Some experts argue the United States needs more fiscal stimulus to sustain the tepid economic recovery. Harvard economist Ken Rogoff isn’t one of them.
“As it becomes increasingly evident that the recovery will remain subdued in Europe and the U.S., there is a growing chorus for indefinitely sustaining aggressive post-crisis fiscal stimulus,” he wrote in the Financial Times.
“There is no question that huge uncertainty hangs over the global economy, but is the case against commonsense fiscal conservatism so compelling? I don’t see it.”
Paltry growth and continuing high unemployment are normal symptoms of a postfinancial crisis economic recovery, Rogoff says.
“Worrisome as the current conjuncture may seem, the normality of the crisis trajectory to date hardly suggests the need for a panicked fiscal response,” he wrote.
“Indeed, it is folly to ignore the long-term risks of already record peace-time debt accumulation.”
The U.S. budget deficit has risen to about 10 percent of GDP, with the government debt burden standing at 53 percent of GDP.
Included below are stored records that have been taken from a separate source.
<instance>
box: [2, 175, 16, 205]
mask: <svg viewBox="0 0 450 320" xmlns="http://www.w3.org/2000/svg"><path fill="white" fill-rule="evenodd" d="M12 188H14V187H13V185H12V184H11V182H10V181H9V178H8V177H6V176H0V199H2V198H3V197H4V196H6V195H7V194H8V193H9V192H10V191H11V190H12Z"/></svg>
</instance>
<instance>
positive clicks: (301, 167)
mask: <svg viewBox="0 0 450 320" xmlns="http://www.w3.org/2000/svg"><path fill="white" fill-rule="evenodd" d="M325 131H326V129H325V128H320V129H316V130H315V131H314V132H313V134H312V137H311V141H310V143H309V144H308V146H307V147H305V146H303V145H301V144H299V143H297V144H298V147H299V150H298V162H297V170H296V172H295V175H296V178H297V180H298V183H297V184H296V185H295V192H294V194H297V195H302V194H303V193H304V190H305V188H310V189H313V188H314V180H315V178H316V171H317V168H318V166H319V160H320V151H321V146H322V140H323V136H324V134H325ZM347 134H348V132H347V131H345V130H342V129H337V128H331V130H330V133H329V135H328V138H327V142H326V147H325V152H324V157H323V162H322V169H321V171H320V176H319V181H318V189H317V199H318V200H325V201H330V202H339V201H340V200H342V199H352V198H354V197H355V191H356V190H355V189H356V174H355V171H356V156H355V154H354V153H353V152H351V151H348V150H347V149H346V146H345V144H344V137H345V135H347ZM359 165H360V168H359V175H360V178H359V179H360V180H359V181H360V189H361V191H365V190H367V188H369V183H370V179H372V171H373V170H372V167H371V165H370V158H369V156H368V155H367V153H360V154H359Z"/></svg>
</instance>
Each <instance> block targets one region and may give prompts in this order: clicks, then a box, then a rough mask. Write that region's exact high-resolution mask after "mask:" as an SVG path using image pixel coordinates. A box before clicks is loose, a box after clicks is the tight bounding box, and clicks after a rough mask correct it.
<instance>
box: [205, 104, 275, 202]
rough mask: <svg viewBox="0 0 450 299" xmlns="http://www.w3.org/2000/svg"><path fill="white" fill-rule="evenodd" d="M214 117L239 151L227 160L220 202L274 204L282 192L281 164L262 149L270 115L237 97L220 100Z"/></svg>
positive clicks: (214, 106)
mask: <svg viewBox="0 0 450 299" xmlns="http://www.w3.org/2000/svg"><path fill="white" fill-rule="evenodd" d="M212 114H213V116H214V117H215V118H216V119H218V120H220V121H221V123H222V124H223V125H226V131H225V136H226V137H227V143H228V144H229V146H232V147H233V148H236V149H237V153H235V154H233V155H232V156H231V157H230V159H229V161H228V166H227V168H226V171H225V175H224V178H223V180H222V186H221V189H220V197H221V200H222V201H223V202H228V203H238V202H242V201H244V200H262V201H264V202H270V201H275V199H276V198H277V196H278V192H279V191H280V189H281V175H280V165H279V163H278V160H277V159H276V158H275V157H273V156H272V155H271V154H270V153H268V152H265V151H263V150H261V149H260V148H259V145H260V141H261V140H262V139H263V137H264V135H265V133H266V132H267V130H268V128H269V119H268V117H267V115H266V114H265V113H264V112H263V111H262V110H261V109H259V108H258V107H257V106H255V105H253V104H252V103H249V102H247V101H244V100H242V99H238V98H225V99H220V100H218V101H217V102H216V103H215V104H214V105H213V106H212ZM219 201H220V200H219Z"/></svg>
Robert Reich, Labor secretary in the Clinton administration, sees things differently. He says the United States already has entered a 1.5-dip recession and needs fiscal stimulus to get out of it.
“The 1.5-dip recession should cause deficit hawks to stop squawking about future debt, blue-dog Democrats to stop acting like Republicans, and mainstream Democrats to get some backbone,” he wrote on Business Insider.